One question people often ask is if they should pay off their mortgage early. It’s a tempting thought to eliminate one of your largest monthly expenses, and who hasn’t dreamt of holding a mortgage burning party? But before making a major financial decision like paying off your mortgage early, you should ask yourself a few questions first.
Do you Still Have High Interest Rate Debt?
Considering that most 30-year fixed rate mortgages are below 4.5%, does it make sense to pay off your mortgage when you may have debt at a much higher interest rate? Debt like credit cards and student loans carry a much higher rate than your mortgage, and should be given priority, especially since they lack tax deductibility.
Will it Max Out Your Retirement Savings?
Before deciding to pay off your mortgage, you should spend some time evaluating your retirement savings. You may even want to bring in a financial advisor to make sure your retirement fund can take the hit.
It’s true that paying off your mortgage will affect the liquidity of your assets, but with lower household expenses, you may be able to increase your retirement plan contributions.
Will the Loss of Tax Breaks Hurt You?
Many people depend on the tax breaks their mortgages provide them. Before deciding to pay off your mortgage, don’t forget to factor these tax breaks into the equation, and consider how they will affect your finances.

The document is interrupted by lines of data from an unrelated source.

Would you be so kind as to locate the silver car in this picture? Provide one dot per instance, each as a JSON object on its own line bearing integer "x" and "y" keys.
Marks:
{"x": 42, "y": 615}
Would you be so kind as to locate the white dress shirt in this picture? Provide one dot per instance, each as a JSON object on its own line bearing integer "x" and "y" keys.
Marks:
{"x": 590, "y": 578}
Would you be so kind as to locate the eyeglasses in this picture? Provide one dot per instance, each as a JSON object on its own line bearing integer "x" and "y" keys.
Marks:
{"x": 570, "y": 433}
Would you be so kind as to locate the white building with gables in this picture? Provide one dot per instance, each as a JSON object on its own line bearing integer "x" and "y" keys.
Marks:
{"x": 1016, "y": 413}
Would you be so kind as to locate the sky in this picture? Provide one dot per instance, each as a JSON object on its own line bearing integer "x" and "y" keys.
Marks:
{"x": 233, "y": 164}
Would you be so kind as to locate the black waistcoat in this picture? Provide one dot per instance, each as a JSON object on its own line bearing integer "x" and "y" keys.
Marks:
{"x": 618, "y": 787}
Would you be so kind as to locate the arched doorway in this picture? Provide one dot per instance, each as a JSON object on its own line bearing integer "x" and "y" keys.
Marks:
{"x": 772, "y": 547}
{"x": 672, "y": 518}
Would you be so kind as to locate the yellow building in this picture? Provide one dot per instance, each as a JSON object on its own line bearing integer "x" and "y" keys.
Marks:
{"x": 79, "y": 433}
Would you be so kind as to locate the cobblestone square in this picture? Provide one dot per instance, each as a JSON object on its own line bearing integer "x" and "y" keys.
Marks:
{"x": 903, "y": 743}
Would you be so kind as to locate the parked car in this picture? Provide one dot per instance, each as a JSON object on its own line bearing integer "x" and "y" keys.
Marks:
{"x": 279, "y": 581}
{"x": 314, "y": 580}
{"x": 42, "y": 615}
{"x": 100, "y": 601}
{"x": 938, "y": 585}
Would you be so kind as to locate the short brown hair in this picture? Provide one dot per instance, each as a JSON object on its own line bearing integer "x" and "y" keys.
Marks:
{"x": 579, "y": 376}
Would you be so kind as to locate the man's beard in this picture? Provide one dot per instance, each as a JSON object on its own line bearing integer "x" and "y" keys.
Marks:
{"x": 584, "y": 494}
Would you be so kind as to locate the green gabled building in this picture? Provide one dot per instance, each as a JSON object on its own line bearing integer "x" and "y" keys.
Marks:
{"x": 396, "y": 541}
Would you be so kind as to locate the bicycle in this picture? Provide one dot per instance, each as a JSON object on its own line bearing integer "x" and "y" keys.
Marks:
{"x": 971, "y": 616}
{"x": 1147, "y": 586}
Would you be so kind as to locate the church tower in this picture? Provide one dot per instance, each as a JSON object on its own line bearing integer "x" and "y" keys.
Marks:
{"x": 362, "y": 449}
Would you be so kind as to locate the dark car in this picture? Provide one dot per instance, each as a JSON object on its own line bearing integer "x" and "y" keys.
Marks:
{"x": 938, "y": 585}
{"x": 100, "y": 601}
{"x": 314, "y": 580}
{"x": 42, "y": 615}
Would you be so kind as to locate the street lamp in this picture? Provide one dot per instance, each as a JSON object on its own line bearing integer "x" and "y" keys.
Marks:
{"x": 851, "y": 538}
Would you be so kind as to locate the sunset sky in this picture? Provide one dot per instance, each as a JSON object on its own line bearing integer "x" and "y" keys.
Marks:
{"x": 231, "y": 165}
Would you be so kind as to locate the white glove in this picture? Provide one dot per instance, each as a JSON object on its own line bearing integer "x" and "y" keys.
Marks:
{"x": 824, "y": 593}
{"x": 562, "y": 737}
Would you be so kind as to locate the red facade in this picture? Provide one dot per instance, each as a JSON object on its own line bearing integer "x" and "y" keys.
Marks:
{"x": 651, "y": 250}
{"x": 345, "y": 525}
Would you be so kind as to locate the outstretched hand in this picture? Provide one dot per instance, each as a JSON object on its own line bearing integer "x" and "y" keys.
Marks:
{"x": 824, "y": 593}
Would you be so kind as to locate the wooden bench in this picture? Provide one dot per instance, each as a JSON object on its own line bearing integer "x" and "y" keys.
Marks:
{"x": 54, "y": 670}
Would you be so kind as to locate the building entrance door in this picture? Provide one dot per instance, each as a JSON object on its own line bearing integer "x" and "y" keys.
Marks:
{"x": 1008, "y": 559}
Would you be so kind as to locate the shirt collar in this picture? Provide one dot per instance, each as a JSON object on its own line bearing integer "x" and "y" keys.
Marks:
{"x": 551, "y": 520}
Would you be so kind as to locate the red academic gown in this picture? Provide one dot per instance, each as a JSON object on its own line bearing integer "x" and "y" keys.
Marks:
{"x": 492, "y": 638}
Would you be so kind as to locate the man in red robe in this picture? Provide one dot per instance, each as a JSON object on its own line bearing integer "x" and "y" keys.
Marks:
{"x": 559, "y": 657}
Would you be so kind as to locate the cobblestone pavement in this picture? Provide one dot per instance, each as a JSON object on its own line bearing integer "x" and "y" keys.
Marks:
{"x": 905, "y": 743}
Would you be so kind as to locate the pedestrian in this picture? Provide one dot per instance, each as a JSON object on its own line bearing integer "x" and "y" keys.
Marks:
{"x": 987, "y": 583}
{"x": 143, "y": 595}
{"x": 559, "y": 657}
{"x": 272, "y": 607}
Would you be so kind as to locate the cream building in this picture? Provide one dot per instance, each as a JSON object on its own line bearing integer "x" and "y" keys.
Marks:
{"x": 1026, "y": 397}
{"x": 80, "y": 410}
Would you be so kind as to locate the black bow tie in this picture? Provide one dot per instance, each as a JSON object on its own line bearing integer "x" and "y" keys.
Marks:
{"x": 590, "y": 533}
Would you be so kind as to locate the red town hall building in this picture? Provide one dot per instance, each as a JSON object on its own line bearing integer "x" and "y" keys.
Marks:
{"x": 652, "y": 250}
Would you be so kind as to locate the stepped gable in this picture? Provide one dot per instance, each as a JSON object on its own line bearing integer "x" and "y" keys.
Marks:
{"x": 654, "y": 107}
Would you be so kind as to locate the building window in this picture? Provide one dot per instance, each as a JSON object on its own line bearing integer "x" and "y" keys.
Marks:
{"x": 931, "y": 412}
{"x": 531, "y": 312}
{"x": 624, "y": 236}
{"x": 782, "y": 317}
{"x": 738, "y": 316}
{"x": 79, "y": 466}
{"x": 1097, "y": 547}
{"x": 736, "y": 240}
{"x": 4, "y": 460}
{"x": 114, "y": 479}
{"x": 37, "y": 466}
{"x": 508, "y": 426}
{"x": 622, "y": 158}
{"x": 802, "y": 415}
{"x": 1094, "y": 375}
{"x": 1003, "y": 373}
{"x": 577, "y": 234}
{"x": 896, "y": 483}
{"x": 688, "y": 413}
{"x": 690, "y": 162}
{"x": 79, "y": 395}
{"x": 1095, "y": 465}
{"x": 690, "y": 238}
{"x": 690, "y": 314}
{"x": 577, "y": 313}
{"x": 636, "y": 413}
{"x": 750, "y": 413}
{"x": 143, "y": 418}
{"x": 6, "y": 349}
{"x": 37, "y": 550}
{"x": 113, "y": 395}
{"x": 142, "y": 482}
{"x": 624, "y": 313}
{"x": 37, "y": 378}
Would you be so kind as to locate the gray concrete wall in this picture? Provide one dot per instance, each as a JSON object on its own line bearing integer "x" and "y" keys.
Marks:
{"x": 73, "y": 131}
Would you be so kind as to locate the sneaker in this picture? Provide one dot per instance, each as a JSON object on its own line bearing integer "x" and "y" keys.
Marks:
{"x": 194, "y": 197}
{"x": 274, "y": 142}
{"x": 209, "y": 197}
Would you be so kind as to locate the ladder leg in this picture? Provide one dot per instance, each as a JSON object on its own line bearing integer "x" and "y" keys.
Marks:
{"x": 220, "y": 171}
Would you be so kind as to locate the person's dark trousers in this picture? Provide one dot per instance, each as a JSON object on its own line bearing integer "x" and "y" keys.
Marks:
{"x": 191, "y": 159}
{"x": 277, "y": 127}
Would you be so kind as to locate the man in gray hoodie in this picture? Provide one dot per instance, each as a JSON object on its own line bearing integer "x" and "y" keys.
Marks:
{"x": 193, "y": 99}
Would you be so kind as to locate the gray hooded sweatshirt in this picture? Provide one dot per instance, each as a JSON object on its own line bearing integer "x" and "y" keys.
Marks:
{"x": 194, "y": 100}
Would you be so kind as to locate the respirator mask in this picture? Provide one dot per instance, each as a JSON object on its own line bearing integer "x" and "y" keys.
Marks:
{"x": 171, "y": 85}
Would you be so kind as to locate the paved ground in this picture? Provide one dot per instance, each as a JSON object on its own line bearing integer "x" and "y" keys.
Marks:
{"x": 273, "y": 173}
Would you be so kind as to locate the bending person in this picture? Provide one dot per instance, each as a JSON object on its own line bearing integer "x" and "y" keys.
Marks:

Are You Planning to Move Again?
If you think you may want to sell your house and move in the future, it might be a smart idea to hold onto your cash rather than paying off the mortgage. This will allow you more money for a future down payment, and provide you with more options in the unlikely event that the market takes a turn for the worse.
Deciding to pay off your mortgage early is a big decision, and it’s one I recommend you make with the assistance of an experienced financial advisor. They will be able to evaluate all the information, and provide you with an option that will benefit you and your family in the long run.